Crédit, rigidités, politiques publiques… : le vrai visage du marché immobilier

Les liens entre politique monétaire et prix de l’immobilier au Maroc restent encore très mal documentés, malgré le poids croissant du secteur dans l’économie nationale. Une récente étude conduite par Hassnae Hammou Ou Ali, chercheuse au sein du département de la recherche de Bank Al-Maghrib, apporte des éléments nouveaux sur cette relation, à partir d’un large jeu de données couvrant la période 2006-2024.

L’analyse s’appuie sur un modèle économétrique de type SVAR, permettant d’évaluer les effets différés des décisions monétaires sur les prix des actifs immobiliers. Il en ressort que les hausses de taux d’intérêt induisent bel et bien un recul des prix immobiliers, mais avec un décalage important, révélateur de certaines rigidités structurelles du marché marocain.

Un relèvement de 12 points de base du taux des bons du Trésor à un an entraîne une baisse des prix de l’immobilier d’environ 0,3 % après six trimestres. De même, une hausse de 10 points de base du taux interbancaire moyen se traduit par un repli de 0,35 % sur la même période. Ces résultats confirment la sensibilité du secteur aux variations du coût du crédit, tout en soulignant la lenteur du mécanisme de transmission.

Le secteur immobilier marocain, fortement interconnecté au système bancaire, pèse aujourd’hui pour plus du quart de l’encours total des crédits.
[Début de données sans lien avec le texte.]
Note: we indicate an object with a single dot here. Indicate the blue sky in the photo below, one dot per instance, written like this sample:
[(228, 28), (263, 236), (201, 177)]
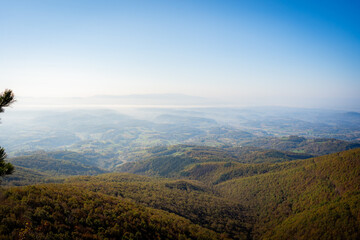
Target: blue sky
[(290, 53)]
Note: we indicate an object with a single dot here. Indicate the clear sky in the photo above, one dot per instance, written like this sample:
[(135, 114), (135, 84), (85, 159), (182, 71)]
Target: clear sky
[(292, 53)]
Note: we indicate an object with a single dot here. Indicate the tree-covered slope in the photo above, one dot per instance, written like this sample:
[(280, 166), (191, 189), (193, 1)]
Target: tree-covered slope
[(172, 160), (317, 146), (68, 212), (190, 199), (316, 199)]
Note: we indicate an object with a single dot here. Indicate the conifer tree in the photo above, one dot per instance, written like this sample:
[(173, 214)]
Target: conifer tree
[(6, 99)]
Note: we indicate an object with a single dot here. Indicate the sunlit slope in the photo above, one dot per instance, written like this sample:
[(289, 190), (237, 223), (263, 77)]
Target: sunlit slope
[(69, 212), (317, 146), (190, 199), (171, 161), (316, 199)]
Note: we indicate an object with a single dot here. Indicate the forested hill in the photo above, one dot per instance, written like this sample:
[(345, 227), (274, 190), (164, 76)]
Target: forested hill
[(172, 161), (315, 198), (316, 146)]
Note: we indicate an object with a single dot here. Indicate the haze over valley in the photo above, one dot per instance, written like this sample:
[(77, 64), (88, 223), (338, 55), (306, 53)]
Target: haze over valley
[(179, 120)]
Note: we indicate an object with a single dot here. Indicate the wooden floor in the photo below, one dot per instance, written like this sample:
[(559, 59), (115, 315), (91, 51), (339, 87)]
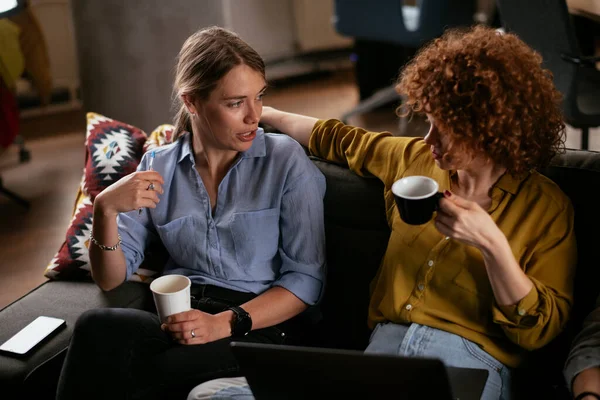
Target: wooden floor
[(29, 239)]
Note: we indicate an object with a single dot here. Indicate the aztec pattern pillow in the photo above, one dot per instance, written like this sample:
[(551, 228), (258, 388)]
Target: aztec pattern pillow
[(113, 150)]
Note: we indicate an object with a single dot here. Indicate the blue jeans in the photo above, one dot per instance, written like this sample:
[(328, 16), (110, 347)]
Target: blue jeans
[(423, 341)]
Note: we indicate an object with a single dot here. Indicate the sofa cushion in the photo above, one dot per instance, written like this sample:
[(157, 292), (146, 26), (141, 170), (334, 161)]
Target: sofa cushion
[(60, 299), (113, 150), (357, 234)]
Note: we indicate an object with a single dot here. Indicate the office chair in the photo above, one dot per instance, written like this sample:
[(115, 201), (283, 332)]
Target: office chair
[(393, 22), (547, 27)]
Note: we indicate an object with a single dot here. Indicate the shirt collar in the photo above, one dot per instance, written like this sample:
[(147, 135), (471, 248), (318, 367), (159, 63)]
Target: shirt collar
[(258, 149)]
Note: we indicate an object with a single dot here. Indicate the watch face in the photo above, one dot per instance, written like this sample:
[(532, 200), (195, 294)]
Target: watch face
[(243, 325)]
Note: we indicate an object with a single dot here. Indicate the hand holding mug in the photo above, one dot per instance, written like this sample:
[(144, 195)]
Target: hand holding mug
[(417, 198), (466, 221)]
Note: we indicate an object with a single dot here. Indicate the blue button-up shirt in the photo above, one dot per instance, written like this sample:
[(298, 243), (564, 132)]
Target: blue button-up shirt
[(267, 229)]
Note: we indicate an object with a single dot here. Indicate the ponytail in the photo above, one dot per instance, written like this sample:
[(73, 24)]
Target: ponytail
[(182, 122)]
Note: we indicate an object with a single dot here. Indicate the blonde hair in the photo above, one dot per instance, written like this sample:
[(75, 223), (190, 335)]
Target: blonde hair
[(207, 56)]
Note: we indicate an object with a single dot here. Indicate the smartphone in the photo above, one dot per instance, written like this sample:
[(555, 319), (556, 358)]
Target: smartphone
[(34, 333)]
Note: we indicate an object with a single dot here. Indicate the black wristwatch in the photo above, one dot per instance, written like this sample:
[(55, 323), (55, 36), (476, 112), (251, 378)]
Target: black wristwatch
[(242, 323)]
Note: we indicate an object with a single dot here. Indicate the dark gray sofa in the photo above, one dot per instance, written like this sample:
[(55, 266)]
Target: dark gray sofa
[(357, 235)]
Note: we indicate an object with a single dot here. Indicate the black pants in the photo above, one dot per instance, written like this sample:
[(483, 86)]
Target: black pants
[(123, 353)]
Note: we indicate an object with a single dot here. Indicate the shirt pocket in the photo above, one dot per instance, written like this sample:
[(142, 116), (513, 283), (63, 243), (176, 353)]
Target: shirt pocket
[(177, 237), (474, 279), (255, 237)]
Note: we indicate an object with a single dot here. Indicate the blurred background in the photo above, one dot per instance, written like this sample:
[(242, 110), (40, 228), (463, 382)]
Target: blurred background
[(62, 58)]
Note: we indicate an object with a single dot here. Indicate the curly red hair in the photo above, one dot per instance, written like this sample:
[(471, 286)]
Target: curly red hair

En 2023, les prêts immobiliers s’élevaient à 303 milliards de dirhams, dont 243 milliards consacrés au logement, un montant en constante progression. Les financements accordés aux promoteurs, en revanche, stagnent depuis 2012 autour de 55 milliards de dirhams.

L’essor du financement participatif, avec les produits « Murabaha immobilière », vient également renforcer l’offre de crédit. Ce type de financement a crû de 16 % entre 2023 et 2024 pour atteindre 25 milliards de dirhams. Un développement soutenu par les politiques publiques en faveur de l’accession à la propriété, comme les programmes « Fogarim » ou « Daam Sakane », qui ciblent les ménages à revenus faibles ou intermédiaires.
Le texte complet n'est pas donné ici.